In tier-two cities, new home prices fell by 0.2% month on month in October, compared to no change in September, and second-hand home prices in the cities fell 0.3%, faster than the 0.1% drop in the prior month, showed the data.
In smaller tier-three cities, new home and second-hand home price both declined by 0.3% in October from a month earlier, both picking up by 0.1 percentage point from September.
China’s property sales by floor space rose 7.3% year over year in January – October and residential property sales grew 7.1%, showed the NBS data. The value of property transactions increased 11.8%, with value of residential property transactions rising by 12.7%.
In October alone, value of homes sales tumbled 22.65% on year to 1.24 trillion yuan, according to calculations based on the NBS data, the fourth straight decline and the lowest this year.
Separate data from E-House China R&D Institute, second-hand home transactions in 13 top cities tumbled 26.9% in October from a month earlier, slumping 42.8% from the same period last year. In the first ten-months of the year, transactions in the cities fell 2.1% year over year, turning negative for the first time this year.
In particular, second-hand home transactions in Hangzhou, capital of East China’s Zhejiang province fell to 2,554 units last month, the lowest in nearly ten years and shrinking by nearly 80% from the number in March this year, according to E-House data.
In the capital city of Beijing, second-hand home sales plunged 53.4% in October from a year ago to 9,340 units, down 25.7% from a month earlier, according to Centaline Property. The sales have declined for seven consecutive months and dropped below 10,000 units in October for the first time this year.

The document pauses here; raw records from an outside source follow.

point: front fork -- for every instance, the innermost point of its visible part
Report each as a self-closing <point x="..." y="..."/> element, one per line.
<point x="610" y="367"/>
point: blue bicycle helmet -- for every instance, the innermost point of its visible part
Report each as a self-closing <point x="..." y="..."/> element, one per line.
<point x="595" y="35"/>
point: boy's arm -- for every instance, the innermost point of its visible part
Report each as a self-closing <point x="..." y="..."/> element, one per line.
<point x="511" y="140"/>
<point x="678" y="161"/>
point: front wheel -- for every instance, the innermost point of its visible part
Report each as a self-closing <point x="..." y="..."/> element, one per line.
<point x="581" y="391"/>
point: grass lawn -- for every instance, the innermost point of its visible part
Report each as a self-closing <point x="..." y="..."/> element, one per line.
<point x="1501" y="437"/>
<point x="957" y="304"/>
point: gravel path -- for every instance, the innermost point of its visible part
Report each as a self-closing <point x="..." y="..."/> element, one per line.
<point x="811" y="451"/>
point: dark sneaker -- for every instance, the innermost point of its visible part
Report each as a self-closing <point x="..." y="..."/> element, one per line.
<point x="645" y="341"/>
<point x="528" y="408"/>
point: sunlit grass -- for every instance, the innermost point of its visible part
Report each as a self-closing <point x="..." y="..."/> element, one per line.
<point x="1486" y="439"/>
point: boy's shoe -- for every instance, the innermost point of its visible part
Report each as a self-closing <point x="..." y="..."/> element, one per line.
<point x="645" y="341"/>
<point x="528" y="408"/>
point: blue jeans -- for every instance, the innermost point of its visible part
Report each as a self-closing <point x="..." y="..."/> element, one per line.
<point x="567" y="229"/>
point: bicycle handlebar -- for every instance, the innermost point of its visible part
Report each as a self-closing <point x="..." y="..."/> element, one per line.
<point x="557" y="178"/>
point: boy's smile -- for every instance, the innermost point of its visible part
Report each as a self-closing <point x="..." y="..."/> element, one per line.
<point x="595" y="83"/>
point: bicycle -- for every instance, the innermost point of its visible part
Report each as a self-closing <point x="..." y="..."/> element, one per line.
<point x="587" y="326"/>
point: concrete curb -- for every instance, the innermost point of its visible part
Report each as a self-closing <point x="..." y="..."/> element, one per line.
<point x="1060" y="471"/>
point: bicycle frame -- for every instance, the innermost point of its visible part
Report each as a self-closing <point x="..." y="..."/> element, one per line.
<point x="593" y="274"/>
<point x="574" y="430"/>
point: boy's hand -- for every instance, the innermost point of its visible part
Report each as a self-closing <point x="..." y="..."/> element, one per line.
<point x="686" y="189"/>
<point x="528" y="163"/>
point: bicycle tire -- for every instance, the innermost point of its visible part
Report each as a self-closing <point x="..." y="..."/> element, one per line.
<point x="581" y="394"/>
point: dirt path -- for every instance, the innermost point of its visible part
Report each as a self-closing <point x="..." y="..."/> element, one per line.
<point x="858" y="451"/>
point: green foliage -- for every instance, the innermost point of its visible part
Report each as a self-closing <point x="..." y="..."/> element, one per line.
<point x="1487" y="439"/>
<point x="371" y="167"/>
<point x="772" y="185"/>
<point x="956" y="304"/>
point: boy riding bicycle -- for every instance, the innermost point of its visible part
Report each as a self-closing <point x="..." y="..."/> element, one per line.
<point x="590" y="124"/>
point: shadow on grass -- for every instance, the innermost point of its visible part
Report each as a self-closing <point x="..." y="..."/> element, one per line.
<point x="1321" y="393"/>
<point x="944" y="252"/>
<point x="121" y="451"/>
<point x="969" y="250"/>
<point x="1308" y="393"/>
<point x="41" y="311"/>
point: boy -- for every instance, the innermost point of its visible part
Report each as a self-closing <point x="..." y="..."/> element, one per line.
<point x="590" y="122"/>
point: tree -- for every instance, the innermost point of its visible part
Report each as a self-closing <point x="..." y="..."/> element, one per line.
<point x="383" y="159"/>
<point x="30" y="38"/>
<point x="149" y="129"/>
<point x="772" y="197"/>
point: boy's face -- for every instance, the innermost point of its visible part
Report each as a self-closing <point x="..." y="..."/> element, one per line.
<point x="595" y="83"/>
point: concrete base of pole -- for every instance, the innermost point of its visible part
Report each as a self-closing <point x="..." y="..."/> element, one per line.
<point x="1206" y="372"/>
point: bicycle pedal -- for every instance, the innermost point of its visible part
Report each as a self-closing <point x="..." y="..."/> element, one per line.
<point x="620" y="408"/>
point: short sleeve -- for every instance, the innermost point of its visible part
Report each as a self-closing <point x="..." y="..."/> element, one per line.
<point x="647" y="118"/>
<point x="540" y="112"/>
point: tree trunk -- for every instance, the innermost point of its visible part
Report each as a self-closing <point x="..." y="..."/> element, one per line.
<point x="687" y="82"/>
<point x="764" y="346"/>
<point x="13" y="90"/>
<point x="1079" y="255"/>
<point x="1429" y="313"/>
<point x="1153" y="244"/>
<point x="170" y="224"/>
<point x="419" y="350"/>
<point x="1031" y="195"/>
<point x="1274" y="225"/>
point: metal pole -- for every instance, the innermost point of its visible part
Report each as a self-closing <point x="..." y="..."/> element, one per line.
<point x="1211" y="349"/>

In the first week of November, second-hand home sales in Beijing fell 26.32% from a month earlier and average price fell 1.74% to 55,464 yuan per square meter, according to Zhege Zhaofang.
On the supply side, new construction starts plunged 33.14% on year in October, extending the 13.54% fall in September, while overall investment by developers in projects dropped 5.4%, deepening from the 3.5% decline a month earlier, showed calculations based on the NBS data.
Tightening of home mortgage loans was one of the major reasons for the cooling housing demand, and on the other hand, property developers have been under mounting operational pressure and forced to offer discounts and home owners are now more willing to lower selling prices given the persistent weakness in the housing market, said Xu Xiaole, chief analyst at Beike Research Institute.
Home prices are expected to see more downward pressure in the short term due to “lower expectation of second-hand home sellers and expected new home discounts at the end of the year,” said Xu.
Notably, Chinese authorities have been sending signals to help stabilize the housing market and analysts expect a bottom by the end of the year or early next year.
“Overall, the ‘bottom’ of real estate policies has emerged, but the market is still adjusting downwards,” said Zhang Dawei, chief analyst with property agency Centaline.
“Policies will become more and more relaxed, and the market is expected to gradually stabilise, as the purpose of regulations is to stabilise the market, with it neither sharply rising or decline,” Zhang said.
Authorities said in September that banks ought to offer financial support for genuine home buyers with so-called “rigid” demand, referring to purchasing or renting from those recently married or seeking low-cost housing.
“The market is expected to bottom out at the end of the year or early next year,” as supply and demand for mortgages will return to normal, said Xu Xiaole, analyst at Beike Research Institute.